Сначала наши войска сдали немцам Смоленск, потом нас здорово потрепали под Вязьмой. Два наших кавалерийских корпуса, Белова и еще один, оказались в окружении. И вот мы начали делать драп-марш оттуда. В итоге дошли почти до самой Москвы, до известного Волоколамского направления. Там была небольшая речушка, ее ширина была, может быть, метров 15–20, не больше. Мы уже там успели выкопать окопы. Это было 20 декабря 1941 года. Так получилось, что мы расположились на этой стороне реки, а немцы — на той. И тут наши офицеры говорят: «Завтра будет немец артподготовку проводить, 2 часа 40 минут где-то. Он уже к параду в Москве готовится…» Ну мы продолжали стоять у реки и от немцев отстреливаться. Вечером нас стояло у реки человек 50, утром — где-то 10.

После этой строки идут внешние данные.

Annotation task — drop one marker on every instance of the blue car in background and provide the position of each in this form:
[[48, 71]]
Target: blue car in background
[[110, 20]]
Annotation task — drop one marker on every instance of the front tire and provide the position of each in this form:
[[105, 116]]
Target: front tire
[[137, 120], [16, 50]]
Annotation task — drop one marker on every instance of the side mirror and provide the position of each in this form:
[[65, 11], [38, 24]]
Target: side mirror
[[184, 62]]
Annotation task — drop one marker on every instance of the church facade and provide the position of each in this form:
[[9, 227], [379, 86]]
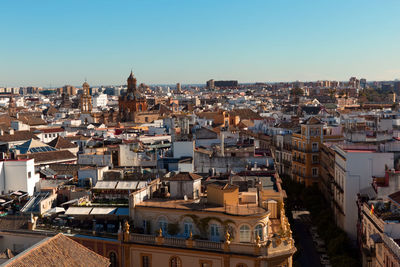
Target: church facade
[[132, 102]]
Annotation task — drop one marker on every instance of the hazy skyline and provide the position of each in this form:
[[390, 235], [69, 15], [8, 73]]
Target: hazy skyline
[[164, 42]]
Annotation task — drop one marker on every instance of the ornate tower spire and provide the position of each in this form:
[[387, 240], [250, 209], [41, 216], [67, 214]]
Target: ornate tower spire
[[86, 99], [131, 83]]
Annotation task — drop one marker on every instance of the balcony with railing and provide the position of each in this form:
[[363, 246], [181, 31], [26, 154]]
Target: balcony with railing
[[299, 160], [272, 247], [286, 162]]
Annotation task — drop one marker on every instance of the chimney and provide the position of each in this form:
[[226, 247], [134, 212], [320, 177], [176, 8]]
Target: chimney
[[222, 145]]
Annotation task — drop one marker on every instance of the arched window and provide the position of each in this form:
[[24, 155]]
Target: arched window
[[113, 259], [258, 231], [175, 262], [163, 224], [244, 233], [214, 233], [188, 227]]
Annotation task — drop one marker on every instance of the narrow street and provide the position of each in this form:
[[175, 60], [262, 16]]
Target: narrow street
[[308, 256]]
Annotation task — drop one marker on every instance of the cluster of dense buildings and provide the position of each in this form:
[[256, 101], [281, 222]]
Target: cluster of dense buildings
[[149, 176]]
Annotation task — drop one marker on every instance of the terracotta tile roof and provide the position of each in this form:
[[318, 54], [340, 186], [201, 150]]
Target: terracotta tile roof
[[51, 156], [223, 186], [58, 251], [184, 176], [61, 143], [5, 119], [395, 197], [7, 254], [18, 136], [32, 120], [245, 114], [50, 130], [13, 223]]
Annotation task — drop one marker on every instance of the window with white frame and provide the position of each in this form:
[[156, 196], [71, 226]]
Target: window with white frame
[[188, 228], [163, 224], [315, 146], [244, 233], [315, 172], [258, 231]]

И вдруг около нас стали проезжать наши кавалеристы. Мы стали среди них своих земляков искать. Я спрашиваю: «Кто с Украины?» Один молодой солдат кричит: «Якой там Украина? Меня соринкой поймали, в милицию-военкомат привезли и иди, говорят, защищай Москву». Этих кавалеристов посадили всех на неподготовленных лошадей. У этого вояки, который со мной заговорил, лошадь оказалась без седла, а у самого у него ноги были длинные — он чуть ли не до земли своими пятками доставал. Этих кавалеристов спрятали где-то в лесочке, а мы пошли земляков спрашивать. Тогда мы оборону еще держали. И вдруг к нам подъехали три какие-то странные машины. На «горбу» была какая-то арматура, все прикрыто брезентом. Смотрю: выходит лейтенант с эмблемой автомобильных войск, а с ним — какой-то полковник. Ну не будешь же среди офицеров спрашивать земляков, стыдно да и боязно как-то. Спрашиваю своих офицеров: «Что это?» а те отвечают: «А это пекарня. Завтра хлебом будут вас кормить». Но какая там, подумал я, пекарня, когда у машин одни офицеры? Как оказалось, это были первые боевые машины «Катюши». Уже под Брянском они стали применяться в массовом количестве. А тогда, 15 декабря 1941 года, их только испытывали на Московском направлении. Тогда в тот день немец провел артподготовку. Она длилась полтора часа. Тем временем его пехота готовилась форсировать Оку. В этот момент заработали наши «пекарни» — вот эти самые «Катюши». Немец не выдержал, передал нам: «Если не прекратите кидать термитные снаряды, я газ применю».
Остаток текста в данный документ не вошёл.